Poesía española

Poemas en español


Poema El faro de colonia

El empedrado áspero y desnivelado en la calle de los Suspiros y el muro aún enhiesto,
Con sus piedras quietas, como enarbolado el portal de la ciudad lusa en las riveras del río ancho.
Los mosquetes de Manuel de Lobo permanecen silenciosos a la espera del invasor ibérico.
Las casas empedradas con techos a dos y cuatro aguas tienen sus fogones encendidos mientras tomamos mate.

El suelo apoyado en rocas cristalinas aflora en mares de piedra.
Absorbo el aire puro del Plata y me abandono al tiempo y sus máquinas.
Ahora no impera la impaciencia en mi pecho,
Ni el escrúpulo de yacer bajo una transparencia ambarina en las rocas de la rivera
Con la mujer que amo La puesta de sol de finales de febrero es un soplo de vida.
El juicio se extravía, asume el sueño completo y espectral de siglos antepuestos.
Pedro Antonio de Cevallos llega repentino cuando se prolonga la humedad
Del marjal en las paredes y la escasa luz de las farolas.
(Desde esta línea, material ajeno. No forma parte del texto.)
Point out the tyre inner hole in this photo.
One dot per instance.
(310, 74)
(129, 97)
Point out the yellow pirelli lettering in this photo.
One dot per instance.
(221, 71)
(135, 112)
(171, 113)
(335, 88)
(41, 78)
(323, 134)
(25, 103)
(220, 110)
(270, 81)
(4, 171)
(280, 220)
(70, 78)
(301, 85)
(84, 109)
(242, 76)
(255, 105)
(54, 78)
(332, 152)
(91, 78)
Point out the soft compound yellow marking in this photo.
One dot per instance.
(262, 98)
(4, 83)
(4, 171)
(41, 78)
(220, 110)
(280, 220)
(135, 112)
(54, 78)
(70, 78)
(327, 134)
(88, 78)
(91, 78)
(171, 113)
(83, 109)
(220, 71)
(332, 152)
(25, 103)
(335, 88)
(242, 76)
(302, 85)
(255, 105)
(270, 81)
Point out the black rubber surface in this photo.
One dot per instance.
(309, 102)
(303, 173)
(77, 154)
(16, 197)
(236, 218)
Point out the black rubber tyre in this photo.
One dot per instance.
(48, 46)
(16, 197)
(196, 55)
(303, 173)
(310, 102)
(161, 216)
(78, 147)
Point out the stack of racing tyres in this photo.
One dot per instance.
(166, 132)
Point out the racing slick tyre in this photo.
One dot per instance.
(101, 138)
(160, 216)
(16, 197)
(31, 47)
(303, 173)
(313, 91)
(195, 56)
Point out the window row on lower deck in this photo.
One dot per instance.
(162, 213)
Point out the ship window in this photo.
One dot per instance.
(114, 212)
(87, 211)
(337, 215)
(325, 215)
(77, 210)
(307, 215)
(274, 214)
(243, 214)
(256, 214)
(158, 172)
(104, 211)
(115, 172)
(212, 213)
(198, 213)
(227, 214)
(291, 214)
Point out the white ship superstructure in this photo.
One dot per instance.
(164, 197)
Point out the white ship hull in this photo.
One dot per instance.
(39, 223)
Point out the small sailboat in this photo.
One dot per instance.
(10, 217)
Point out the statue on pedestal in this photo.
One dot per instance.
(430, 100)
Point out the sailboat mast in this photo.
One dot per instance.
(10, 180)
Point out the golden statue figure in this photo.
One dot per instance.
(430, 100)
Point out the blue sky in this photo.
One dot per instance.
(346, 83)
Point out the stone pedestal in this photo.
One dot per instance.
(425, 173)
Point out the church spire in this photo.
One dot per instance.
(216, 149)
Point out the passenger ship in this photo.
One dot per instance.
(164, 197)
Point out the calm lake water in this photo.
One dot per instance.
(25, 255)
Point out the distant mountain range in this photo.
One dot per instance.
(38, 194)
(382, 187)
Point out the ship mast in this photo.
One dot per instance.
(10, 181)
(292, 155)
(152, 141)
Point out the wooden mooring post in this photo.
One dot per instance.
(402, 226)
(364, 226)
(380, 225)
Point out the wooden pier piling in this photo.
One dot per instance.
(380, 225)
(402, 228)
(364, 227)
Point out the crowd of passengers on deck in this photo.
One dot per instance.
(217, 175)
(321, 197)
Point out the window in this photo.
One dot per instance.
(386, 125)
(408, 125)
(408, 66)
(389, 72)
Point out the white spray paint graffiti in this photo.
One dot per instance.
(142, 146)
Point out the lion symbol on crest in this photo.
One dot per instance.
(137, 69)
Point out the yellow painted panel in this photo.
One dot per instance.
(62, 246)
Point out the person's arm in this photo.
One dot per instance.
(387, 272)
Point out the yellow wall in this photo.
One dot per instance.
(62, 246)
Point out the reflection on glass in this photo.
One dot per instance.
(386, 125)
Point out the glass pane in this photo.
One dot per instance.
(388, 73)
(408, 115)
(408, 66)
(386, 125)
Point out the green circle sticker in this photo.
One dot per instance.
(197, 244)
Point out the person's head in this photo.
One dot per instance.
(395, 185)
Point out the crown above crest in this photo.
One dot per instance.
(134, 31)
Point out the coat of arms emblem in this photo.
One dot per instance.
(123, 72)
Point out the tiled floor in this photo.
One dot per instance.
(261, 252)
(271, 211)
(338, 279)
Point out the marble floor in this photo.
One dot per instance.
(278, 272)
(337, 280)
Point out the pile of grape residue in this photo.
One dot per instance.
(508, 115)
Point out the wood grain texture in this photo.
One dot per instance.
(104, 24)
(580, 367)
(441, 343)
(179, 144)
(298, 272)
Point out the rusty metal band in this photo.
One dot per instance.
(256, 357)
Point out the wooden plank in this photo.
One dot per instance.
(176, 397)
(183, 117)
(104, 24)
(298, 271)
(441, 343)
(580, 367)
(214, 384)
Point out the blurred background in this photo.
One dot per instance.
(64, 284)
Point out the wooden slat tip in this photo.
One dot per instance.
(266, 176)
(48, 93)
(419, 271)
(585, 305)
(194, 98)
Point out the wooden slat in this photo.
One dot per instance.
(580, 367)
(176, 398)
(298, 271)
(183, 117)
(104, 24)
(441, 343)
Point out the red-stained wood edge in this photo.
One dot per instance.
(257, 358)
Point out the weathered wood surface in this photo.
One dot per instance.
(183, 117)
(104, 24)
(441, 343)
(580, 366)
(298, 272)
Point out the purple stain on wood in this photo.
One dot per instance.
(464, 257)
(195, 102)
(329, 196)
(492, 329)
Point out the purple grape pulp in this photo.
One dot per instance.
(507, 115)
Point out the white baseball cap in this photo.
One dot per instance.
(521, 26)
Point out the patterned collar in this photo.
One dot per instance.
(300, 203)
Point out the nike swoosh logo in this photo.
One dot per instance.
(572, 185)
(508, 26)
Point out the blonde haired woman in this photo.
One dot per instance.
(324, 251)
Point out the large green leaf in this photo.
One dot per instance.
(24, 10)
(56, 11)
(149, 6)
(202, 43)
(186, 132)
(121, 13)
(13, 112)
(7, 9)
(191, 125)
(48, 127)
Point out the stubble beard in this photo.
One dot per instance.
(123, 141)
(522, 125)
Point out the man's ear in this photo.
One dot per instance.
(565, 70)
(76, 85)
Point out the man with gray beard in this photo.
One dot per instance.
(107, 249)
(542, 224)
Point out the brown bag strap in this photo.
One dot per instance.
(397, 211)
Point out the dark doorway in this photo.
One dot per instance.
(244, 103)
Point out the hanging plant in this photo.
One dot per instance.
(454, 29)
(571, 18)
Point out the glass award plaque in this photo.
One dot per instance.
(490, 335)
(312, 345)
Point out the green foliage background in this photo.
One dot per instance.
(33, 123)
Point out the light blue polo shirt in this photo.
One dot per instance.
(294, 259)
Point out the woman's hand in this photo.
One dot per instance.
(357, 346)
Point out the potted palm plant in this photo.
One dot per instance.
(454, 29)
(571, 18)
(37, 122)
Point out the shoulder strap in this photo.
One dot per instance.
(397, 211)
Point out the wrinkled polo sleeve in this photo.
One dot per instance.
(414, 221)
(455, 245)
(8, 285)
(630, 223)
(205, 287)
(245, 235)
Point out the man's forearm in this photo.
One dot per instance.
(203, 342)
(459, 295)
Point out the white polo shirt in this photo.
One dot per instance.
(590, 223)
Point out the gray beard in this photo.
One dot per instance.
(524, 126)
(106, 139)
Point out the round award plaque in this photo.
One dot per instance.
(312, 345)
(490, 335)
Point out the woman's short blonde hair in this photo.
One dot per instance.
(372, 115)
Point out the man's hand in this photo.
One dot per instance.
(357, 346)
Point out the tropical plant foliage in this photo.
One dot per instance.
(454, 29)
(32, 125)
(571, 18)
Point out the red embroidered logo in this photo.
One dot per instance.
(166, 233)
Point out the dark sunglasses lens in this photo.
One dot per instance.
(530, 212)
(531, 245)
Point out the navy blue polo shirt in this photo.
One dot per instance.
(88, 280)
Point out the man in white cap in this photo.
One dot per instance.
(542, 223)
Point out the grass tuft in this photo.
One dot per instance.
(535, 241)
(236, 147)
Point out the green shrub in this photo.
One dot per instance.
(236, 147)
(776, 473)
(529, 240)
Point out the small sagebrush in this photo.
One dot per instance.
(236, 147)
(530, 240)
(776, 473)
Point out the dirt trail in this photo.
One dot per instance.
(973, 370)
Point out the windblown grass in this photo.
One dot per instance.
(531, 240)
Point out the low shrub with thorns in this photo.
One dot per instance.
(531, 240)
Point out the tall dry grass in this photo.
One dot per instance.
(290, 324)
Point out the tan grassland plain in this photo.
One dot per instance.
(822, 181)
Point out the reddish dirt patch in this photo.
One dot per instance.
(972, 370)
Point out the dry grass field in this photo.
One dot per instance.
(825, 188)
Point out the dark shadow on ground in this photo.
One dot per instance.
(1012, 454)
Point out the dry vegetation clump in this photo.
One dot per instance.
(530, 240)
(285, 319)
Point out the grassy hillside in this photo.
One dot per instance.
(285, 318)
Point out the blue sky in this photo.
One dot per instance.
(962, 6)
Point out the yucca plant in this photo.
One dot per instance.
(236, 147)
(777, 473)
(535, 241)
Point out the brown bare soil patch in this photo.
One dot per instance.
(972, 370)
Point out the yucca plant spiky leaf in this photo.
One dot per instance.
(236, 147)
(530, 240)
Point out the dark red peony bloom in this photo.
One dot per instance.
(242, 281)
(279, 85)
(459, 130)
Tal vez Pablo me entienda en la posada de San Antonio
Y mire a través del faro la distancia y la quietud de las olas en las rompientes.
Quizás los adoquines de su calle hayan ajado su rugosidad con tantos pasos de extranjeros.
Pero el tiempo quimérico no tiene época en Colonia del Sacramento.
Yo sé que Pablo me entiende cuando la ciudad queda atrapada en la memoria
Y en el instante en que los fantasmas están presentes en nuestra mesa
Y se amparan en la oscuridad que arroja el río en la madrugada

En la vaguedad de la somnolencia escucho el chirrido de una puerta de alerce,

Miro hacia el jardín poblado de hibiscos y lapachos y en los racimos rojos de los ceibos,
En la callejuela vacía, una viuva regresa al nido desde la torre de la iglesia de la ciudad vieja.